As solar prices have fallen and options for investing in clean energy have expanded, the number of commercial solar installations has grown rapidly across the country. From rooftop systems on local businesses, to solar parking canopies supporting a corporate headquarters, to large off-site installations powering data centers, these projects are as diverse and varied as the companies themselves.
according to the “Solar Means Business 2019” report from the Solar Energy Industries Association (SEIA). Corporate solar adoption has expanded rapidly over the past several years, with two thirds of all capacity installed since 2015. The 1,286 MW installed in 2019 represents a 10% increase from 2018 and is second to only 2017 for annual commercial deployment. The surge in on-site commercial solar continued in 2019, with a record 844 MW installed, while 441 MW of off-site projects were completed. The systems tracked in this report generate enough electricity each year to power 1.6 million U.S. homes.
Top 10 Rankings
- Apple – 389.3 MW
Tech giant Apple places 1st in the SEIA’s list. Earlier last year, Apple announced that its global facilities were powered by 100 percent clean energy. CEO Tim Cook described the development as a significant milestone for the business.
- Amazon – 369.0 MW
Amazon is committed to powering their operations with 100% renewable energy by 2025 as part of their goal to reach net zero carbon by 2040. As of June 2020, Amazon has 91 renewable energy projects across the globe that have the capacity to generate over 2,900 megawatts (MW) and deliver more than 7.6 million megawatt hours (MWh) of energy annually—enough to power more than 680,000 U.S. homes.
- Walmart– 331.0 MW
Walmart grabs third place in the SEIA’s list.

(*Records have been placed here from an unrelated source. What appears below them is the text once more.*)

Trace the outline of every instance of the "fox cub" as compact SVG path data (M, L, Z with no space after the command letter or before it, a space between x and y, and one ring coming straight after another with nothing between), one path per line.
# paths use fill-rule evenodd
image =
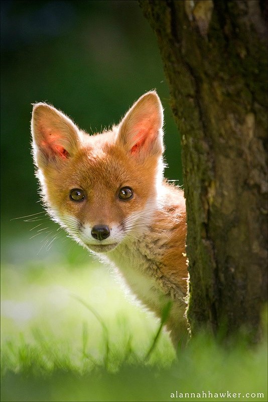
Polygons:
M187 333L186 211L183 191L163 178L163 125L152 91L100 134L89 135L45 103L34 106L31 128L50 215L105 256L157 316L171 305L166 326L176 347Z

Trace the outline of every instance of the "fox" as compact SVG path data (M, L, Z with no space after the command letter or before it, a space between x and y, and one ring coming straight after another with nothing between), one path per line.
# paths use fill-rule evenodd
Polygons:
M163 108L143 94L117 125L89 135L33 105L32 153L44 205L73 239L113 267L161 319L175 347L189 337L184 192L164 178Z

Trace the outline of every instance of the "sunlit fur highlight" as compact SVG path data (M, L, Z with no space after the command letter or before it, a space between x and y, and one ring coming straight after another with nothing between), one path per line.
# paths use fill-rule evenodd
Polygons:
M46 104L34 106L33 154L46 209L76 241L105 256L137 297L161 317L174 344L187 334L183 193L163 178L163 112L156 92L140 98L118 126L89 136ZM120 188L130 187L122 200ZM73 188L85 198L74 202ZM91 235L106 225L109 236Z

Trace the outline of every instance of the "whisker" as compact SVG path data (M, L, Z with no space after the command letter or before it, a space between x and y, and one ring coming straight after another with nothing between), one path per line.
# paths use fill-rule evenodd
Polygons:
M39 215L40 214L47 214L47 213L45 211L42 211L41 212L37 212L36 214L32 214L31 215L26 215L24 217L19 217L18 218L13 218L11 219L11 221L15 221L16 219L23 219L25 218L30 218L30 217L33 217L35 215Z

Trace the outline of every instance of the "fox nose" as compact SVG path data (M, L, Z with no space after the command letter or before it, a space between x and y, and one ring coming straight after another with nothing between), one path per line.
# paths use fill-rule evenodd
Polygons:
M110 236L110 230L106 225L95 225L92 229L91 235L98 240L104 240Z

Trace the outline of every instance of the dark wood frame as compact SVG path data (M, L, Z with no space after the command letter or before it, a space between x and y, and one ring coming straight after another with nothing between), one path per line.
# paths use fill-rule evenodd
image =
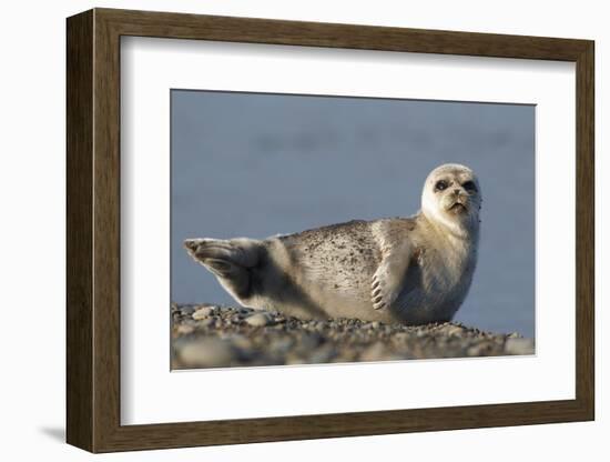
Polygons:
M593 420L592 41L110 9L71 17L67 29L67 440L70 444L109 452ZM121 425L121 36L576 62L576 399Z

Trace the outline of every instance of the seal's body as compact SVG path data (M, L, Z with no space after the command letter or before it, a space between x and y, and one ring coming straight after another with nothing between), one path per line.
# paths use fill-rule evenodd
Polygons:
M298 318L449 321L477 261L480 191L462 165L435 169L421 211L265 240L190 239L189 253L242 305Z

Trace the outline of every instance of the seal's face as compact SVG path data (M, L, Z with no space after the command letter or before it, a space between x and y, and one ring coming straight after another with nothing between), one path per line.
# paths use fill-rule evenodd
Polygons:
M426 179L421 209L428 219L469 229L478 225L480 204L479 181L467 167L440 165Z

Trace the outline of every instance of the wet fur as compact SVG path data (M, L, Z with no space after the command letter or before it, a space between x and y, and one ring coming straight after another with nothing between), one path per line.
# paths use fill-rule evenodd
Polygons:
M429 192L439 175L456 184L475 178L465 169L433 171L423 210L410 218L350 221L260 241L194 239L185 247L244 307L304 319L448 321L472 280L480 194L461 198L468 210L457 213L446 210L451 198Z

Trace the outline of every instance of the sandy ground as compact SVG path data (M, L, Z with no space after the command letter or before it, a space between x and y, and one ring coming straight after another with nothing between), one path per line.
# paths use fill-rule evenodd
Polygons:
M459 323L418 327L356 319L172 304L172 368L226 368L533 354L533 340Z

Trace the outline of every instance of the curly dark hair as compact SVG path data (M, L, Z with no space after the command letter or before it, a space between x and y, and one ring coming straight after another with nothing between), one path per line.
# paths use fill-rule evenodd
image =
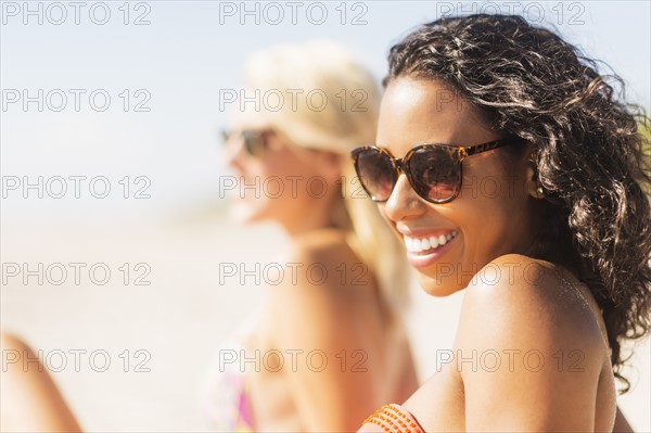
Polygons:
M404 76L439 80L495 130L533 143L549 224L532 256L588 284L627 392L621 344L651 327L651 154L638 130L648 130L649 118L624 101L623 80L601 76L596 61L553 31L510 15L425 24L391 49L388 63L385 85Z

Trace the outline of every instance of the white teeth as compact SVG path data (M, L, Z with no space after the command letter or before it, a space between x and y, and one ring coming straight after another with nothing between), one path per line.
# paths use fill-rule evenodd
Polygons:
M436 237L431 237L430 238L430 245L432 245L433 249L438 246L438 239Z
M438 237L430 237L423 239L409 238L405 235L405 246L407 251L412 253L420 253L423 251L434 250L445 245L457 235L457 231L452 230L446 234L439 234Z

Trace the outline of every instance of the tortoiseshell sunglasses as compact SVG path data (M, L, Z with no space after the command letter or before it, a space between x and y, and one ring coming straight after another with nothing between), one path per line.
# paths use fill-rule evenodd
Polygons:
M468 156L515 142L506 138L471 147L419 144L405 157L394 157L375 145L350 152L361 186L374 202L386 202L403 171L413 191L430 203L448 203L461 191L461 163Z

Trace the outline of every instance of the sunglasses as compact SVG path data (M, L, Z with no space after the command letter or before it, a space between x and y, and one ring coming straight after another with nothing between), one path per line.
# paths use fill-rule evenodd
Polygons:
M271 129L240 129L237 131L222 130L221 139L225 144L240 140L242 149L248 156L263 157L268 148L268 138L273 133Z
M468 156L512 144L506 138L472 147L419 144L404 158L386 149L365 145L350 152L361 186L374 202L386 202L403 171L416 193L430 203L448 203L461 191L461 163Z

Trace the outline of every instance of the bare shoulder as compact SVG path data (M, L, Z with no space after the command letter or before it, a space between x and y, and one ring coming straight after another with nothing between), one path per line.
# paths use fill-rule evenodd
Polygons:
M273 290L273 317L279 334L309 339L341 339L346 327L363 315L376 294L367 265L348 246L345 235L329 230L294 242L284 262L281 284ZM301 327L297 323L310 323Z
M490 262L465 290L457 348L528 355L549 374L580 371L591 383L608 364L608 345L591 295L571 278L553 264L522 255ZM515 365L527 367L521 364Z
M469 430L592 430L612 390L599 385L610 361L589 296L569 271L521 255L477 272L455 341Z
M288 265L295 270L295 278L285 279L281 290L292 295L350 301L350 296L372 289L374 284L368 266L340 230L319 230L306 234L292 243L285 257Z
M473 329L474 334L476 327L490 323L508 339L552 339L559 346L580 342L596 355L607 347L590 308L591 295L572 278L547 262L518 254L498 257L480 269L467 288L460 332Z

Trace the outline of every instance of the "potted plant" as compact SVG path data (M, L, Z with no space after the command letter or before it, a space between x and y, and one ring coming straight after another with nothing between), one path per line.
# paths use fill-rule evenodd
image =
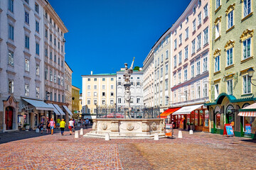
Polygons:
M26 131L28 131L28 130L29 130L29 128L30 128L29 124L25 123L25 124L23 125L23 127L25 128Z

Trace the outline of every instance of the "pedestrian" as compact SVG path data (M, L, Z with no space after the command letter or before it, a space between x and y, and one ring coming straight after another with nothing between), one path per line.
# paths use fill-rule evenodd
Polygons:
M73 118L68 122L68 128L70 129L70 135L72 135L72 129L74 128L74 121Z
M41 130L41 134L43 134L43 122L41 122L40 123L38 128L39 128L39 130Z
M60 128L60 117L58 117L56 120L56 125L58 128Z
M46 134L50 133L50 120L49 120L49 118L47 117L47 121L46 121Z
M61 131L61 135L64 136L64 130L65 130L65 122L64 121L64 119L62 119L60 121L60 131Z
M55 121L53 120L53 118L50 118L50 130L51 130L51 135L53 135L53 129L54 128L55 128Z

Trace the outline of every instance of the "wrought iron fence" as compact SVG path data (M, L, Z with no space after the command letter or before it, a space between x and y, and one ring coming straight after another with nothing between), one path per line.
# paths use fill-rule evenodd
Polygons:
M117 109L107 106L97 106L97 118L160 118L160 108L135 108Z

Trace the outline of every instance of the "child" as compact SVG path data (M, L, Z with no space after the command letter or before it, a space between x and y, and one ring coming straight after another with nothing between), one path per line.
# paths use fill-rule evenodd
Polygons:
M41 131L41 134L43 134L43 123L41 122L39 125L39 130Z

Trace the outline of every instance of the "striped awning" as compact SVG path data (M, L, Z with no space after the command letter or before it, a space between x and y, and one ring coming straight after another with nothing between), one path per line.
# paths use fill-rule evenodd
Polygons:
M242 111L238 113L240 116L256 117L256 111Z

Looking at the bigger picture, the retail giant wants to slash emissions from its value chain by one billion metric tons by 2030.
- Target– 284.8 MW
Target added over 40 MW of solar to its portfolio in 2017. The business had more than 203.5 MW of installed capacity in the Solar Energy Industries Association (SEIA)’s 2018 report. Which made target in the first place of the list in 2017. Target will reduce its absolute Scope 1, 2 and 3 greenhouse gas emissions by 30 percent below 2017 levels by 2030. They also committed to 80 percent of their suppliers setting science-based reduction targets on their Scope 1 and 2 emissions by 2023.
- Google– 245.3 MW
Google is the first major company to make a commitment to operate on 24/7 carbon-free energy in all their data centers and campuses worldwide. This is far more challenging than the traditional approach of matching energy usage with renewable energy, but they are working to get this done by 2030. This will mean every email you send through Gmail, every question you ask Google Search, every YouTube video you watch, and every route you take using Google Maps, is supplied by clean energy every hour of every day.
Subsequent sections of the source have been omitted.